El lado bueno del odio

El lado bueno del odio

Siempre he escuchado eso de que: «Los odios de hoy son los amores de ayer». Sin embargo, no sé si lo contrario es cierto, pero me parece posible.

Eso significaría que el secreto para amar lo que haces es odiarlo primero. Al menos, cuando hablamos de escritura.

Cuando empiezas en esto tienes un montón de nociones equivocadas, patrocinadas por la ilusión y las historias que has escuchado y leído. Todas esas que, con buena intención, te dijeron que escribir es gozo. Lo es, pero no todo el tiempo.

Escribir es un viaje y, si tenemos suerte, durante el trayecto cruzaremos un páramo desierto y horrible en el que dudaremos de todo. Odiaremos lo que escribimos y seremos incapaces de encontrarle alguna cualidad redentora. De hecho, también querremos abandonar, porque parece que no valemos para esto.

Pero de verdad que odiar lo que hacemos es señal de suerte y un buen augurio, porque eso significa que nos importa lo suficiente como para hacernos sentir algo, como para querer cambiar eso.

Y es que hay algo peor que el odio, la indiferencia.

Sinceramente, la mayoría de lo que escribo como mercenario vive en esa segunda casa. No agonizo sobre ello, como en el caso de lo que hago cuando se trata de literatura, aunque trato de hacer el mejor trabajo siempre, una redacción impecable en la medida de lo que se me pide y mis posibilidades. Sin embargo, en la mayoría de ocasiones, carece de esa cualidad dolorosa y positiva de la que hablo.

Simplemente, no siento nada especial, la satisfacción del deber cumplido y poco más.
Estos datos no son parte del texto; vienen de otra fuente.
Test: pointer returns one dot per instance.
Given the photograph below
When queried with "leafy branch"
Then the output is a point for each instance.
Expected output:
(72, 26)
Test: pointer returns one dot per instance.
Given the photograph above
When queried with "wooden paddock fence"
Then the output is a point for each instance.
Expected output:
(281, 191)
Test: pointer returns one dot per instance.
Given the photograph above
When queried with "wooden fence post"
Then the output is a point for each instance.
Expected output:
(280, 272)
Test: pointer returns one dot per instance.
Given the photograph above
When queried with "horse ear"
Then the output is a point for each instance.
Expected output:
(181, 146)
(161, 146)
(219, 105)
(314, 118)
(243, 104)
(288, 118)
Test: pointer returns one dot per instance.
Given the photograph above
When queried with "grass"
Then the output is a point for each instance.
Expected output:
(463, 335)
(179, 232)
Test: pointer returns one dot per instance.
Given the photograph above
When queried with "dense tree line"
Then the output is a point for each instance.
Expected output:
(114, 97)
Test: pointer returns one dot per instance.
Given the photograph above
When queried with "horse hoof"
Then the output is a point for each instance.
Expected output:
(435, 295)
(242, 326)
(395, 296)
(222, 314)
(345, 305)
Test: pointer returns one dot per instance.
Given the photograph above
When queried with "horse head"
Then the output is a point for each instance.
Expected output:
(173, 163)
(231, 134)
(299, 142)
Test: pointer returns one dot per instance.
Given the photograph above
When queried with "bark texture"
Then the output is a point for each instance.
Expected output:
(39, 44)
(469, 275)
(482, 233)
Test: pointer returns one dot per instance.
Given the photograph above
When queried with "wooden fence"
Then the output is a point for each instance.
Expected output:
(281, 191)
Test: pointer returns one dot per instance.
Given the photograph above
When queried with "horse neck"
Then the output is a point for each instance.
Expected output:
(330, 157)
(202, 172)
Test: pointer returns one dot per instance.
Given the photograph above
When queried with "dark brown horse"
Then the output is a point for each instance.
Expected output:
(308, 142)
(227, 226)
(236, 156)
Es algo que hay que hacer para una fecha determinada porque es necesario para un objetivo y mejor olvidarse enseguida, porque hay otra cosa esperando en la cadena de montaje. La creación es un medio en esos casos, no un fin en sí mismo, como cuando se trata de las historias que quiero contar antes de que amanezca y de que me vaya de aquí.

De hecho, si en algo que escribo no paso por esa fase horrible de duda, me mosqueo un poco, porque no hay nada más sospechoso que lo que sale bien a la primera. Además, también es aburrido, porque si no te hace pasar por todo un catálogo de sensaciones, es probable que tampoco despierte ninguna en quien lo lea.

Cuando algo me es indiferente, no agonizo sobre esta palabra o la otra, sobre si puedo hacerlo mejor y decirlo perfecto, aunque sea imposible.

Cuando odio, sé que importa y no vale cualquier cosa, porque con cualquier cosa no voy a salir de ese páramo desesperante en el viaje y cambiar las tornas, convertir el odio en amor con la alquimia adecuada.

Además, tratar de inculcar una emoción cuando no la sientes es una impostura y ese odio tan particular, mezclado con la duda sobre nuestra capacidad como escritores, es la clave para la mejora. Como ya dije hace mucho, el síndrome del impostor, que también asoma el rostro en esos momentos para que la fiesta sea completa, no es algo a eliminar, sino a aceptar y escuchar.

Tratar de matarlo es el primer paso hacia la mediocridad.

Al fin y al cabo, no hay nada peor que los escritores que creen que son unos genios que nunca necesitan cambiar una coma, que creen que todo es gozo y no han visitado nunca ese páramo horrible que forma parte de todo viaje que acaba mereciendo la pena.